Querido abuelo, que bueno es que tú existas

Lo importante es el día a día, ser consciente de que el "problema" no es el viejecito que tengo en casa, el problema soy yo que no consigo ser paciente, amable, comprensivo…

      En un pequeño reportaje de un telediario reciente se advertía de las dificultades que pueden surgir en la convivencia familiar veraniega. A una señora le preguntaban por los suegros. Dijo algo así como que los suegros bien, pero cada uno en su casa. No me gustó que se tratara a los mayores como un problema, pero peor me pareció el tono de desdén empleado por aquella mujer.

      En estos tiempos de crisis he oído en varias ocasiones que a muchos parados y personas que lo están pasando mal económicamente les ha salvado la familia. Los hermanos, los padres, los suegros, les han acogido, les han prestado dinero, les han empleado. En último caso, les han permitido vivir con cierta dignidad. No se dice muy alto por vergüenza, pero es bastante frecuente. Por eso cuando se habla con cierto desprecio o cansancio de los abuelos me da pena.

      Los abuelos son una ayuda para tener a los nietos cuando los padres van a trabajar, para dejarlos unas horas mientras los padres salen un viernes por la noche, para pedir dinero en circunstancia extremas. Pero si no sirven, si son muy mayores y hay que ayudarles en todo, cuando son simplemente clases pasivas, entonces entran en la categoría de estorbo. Nos permitimos desvariar, incluso enfadarnos con el pobre viejecito porque tienes manías, porque está muy limitado y hay que hacerle todo.

      Curiosamente los que actúan así no son capaces de advertir que, en pocos años, que se pasan volando, serán ellos los que estén igual. Es una miopía asombrosa. No ven que es ley de vida, natural, querida por Dios. Al principio de nuestra existencia y al final somos personas necesitadas, dependientes, y eso permite, entre otras cosas, mantener unida la familia.

      Algunos piensan solo en las opciones de residencias de ancianos. No hay duda de que en muchos casos no hay más remedio o se ve que es la mejor solución. Pero otras veces es un recurso para quitarse el "problema" de encima. Hay ancianos en residencias a quienes no va a verles alguien de su familia durante años.

      No vamos a juzgar a nadie porque tomen una decisión u otra, teniendo en cuenta que los problemas de cada familia los conocen ellos y no nosotros. Pero no podemos olvidar que el cuidado de nuestros padres o suegros es una oportunidad que Dios nos da para que vivamos mejor la caridad. El verdadero amor a Dios se manifiesta en el amor a los demás, y tarde o temprano entre esos otros a quien amar se encontrarán nuestros ancianos, más o menos cercanos. Estamos en condiciones entonces de crecer en el amor, en la auténtica caridad cristiana, en una madurez última, del final de nuestra vida.

      Hay que traerles y llevarles; hay que acercarles al médico; hay que comprarles ropa, útiles de aseo, zapatos dignos; hay que lavarles; hay que darles de comer. Pero sobre todo hay que escucharles, porque lo necesitan; hay que comprender sus manías, porque a su edad no les vamos a cambiar, y con la edad las manías se hacen más notorias para los que estamos cerca. Y hay que atender sus quejas con una sonrisa amable, y ofrecerles soluciones y darles ánimos. Y eso nos lleva a Dios. ¿No será ese el mejor camino de santidad para muchas personas?

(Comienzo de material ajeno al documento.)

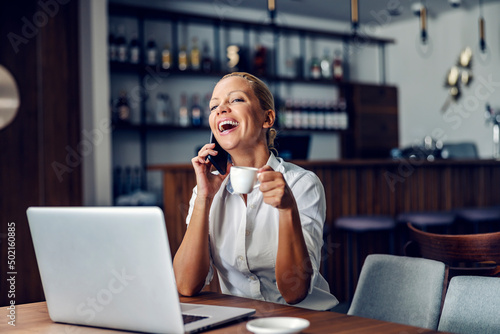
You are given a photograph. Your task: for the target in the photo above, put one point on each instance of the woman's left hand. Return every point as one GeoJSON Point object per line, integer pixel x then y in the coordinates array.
{"type": "Point", "coordinates": [275, 189]}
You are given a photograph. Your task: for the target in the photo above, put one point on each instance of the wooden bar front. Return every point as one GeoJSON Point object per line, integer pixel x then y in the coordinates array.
{"type": "Point", "coordinates": [361, 187]}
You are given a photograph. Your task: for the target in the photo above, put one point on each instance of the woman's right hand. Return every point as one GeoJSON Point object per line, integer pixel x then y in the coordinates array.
{"type": "Point", "coordinates": [207, 183]}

      La teoría puede ser clara, pero lo importante es el día a día, ser consciente de que el "problema" no es el viejecito que tengo en casa, el problema soy yo que no consigo ser paciente, amable, comprensivo. Se da  el caso de quien se enrola en una actividad de voluntariado y se dedica a cuidar enfermos, pero en su casa no soporta el pobre abuelito, que chochea.

      Si nos planteamos de verdad qué significa vivir cristianamente no tendremos duda de cómo debemos atender a nuestros mayores. Así que lo más seguro es buscar la luz de Dios en la oración personal. Puede servirnos la descripción del amor que hacía Josef Pieper: "qué bueno es que tú existas", y decírselo de corazón a los ancianos que tengamos cerca.